第14話 搾取する人とされる人
「おお、運がよかった……のかな?」
シャルミラは手のひらを天に向けて言った。
「少しだが、雪が降っているね」
「わあっ、これが雪? っていうか、これが!! 寒いっていうことなんだね!! 寒っ!!」
「いーや、まだまだ軽い方だぜ」
ティルダードは渋い顔をした。
「この辺じゃ氷点下いくことはほぼないもんな。もっとやべー場所はわんさかある」
「さすが、南極探検隊は物知りだね」
「南極はお前のせいだからな!?」
僕たちは、一九六〇年十二月のベルギーの首都、ブリュッセルに来ていた。
僕は毛糸のぼうしにふかふかしたコートに手ぶくろやら何やらいっぱい装備させてもらっていた。シャルミラはピンク色の耳当てと白いマフラーをしている。ティルダードはいつもの変なスーツだけだ。
ベルギーに行こうとシャルミラが言い出した時はぎょっとしたが、過去に自分たちを搾取していたという人々の暮らしぶりに興味はないかと聞かれると、ちょっとうずうずしてしまった。

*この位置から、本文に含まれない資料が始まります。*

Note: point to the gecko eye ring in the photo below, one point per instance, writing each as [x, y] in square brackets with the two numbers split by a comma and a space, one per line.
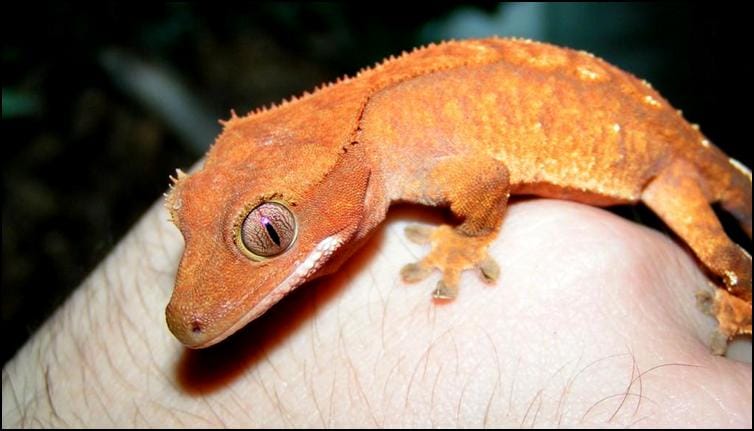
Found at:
[267, 231]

「植民地のおかげでベルギーは栄えた。コンゴからはカカオ豆などを、ルアンダ=ウルンディからはコーヒー豆などを安く買えたから、ベルギーではおいしいチョコレートとコーヒーをいただけるというわけだ」
「そういえば僕も家ではコーヒー豆の収穫ばかりやらされていたよ」
「なるほど。ならばなおさら、行かなければね。リイ、さては、コーヒーを飲んだことすらないだろう」
「ああ、うん、ないよ。畑のものは全部、売り物だったもん」
「今回の旅でも、飲んだのは酒と茶とジュースだけだったな」
「そういえばそうだね」
というわけでブリュッセルである。特にこの一九六〇年は「アフリカの年」と言われていて、各国列強からアフリカの植民地が次々と独立していったという。ベルギーからは、植民地の大半であるコンゴ民主共和国が独立していった。今ベルギーの植民地は、ルアンダ=ウルンディというちっちゃな部分だけになっている。この二国の独立もまた二年後にひかえている。
僕たちのいる石だたみの広場は、あちこちキラキラと装飾されていて、お祭りみたいだ。特に、とがった形の塔がくっついていて、こまごまとした装飾が規則正しく並んでいる古い建物が、ひときわ目立つ。その前には、市場みたいなものが開かれていて、独特のかざりやらクッキーやらを販売している。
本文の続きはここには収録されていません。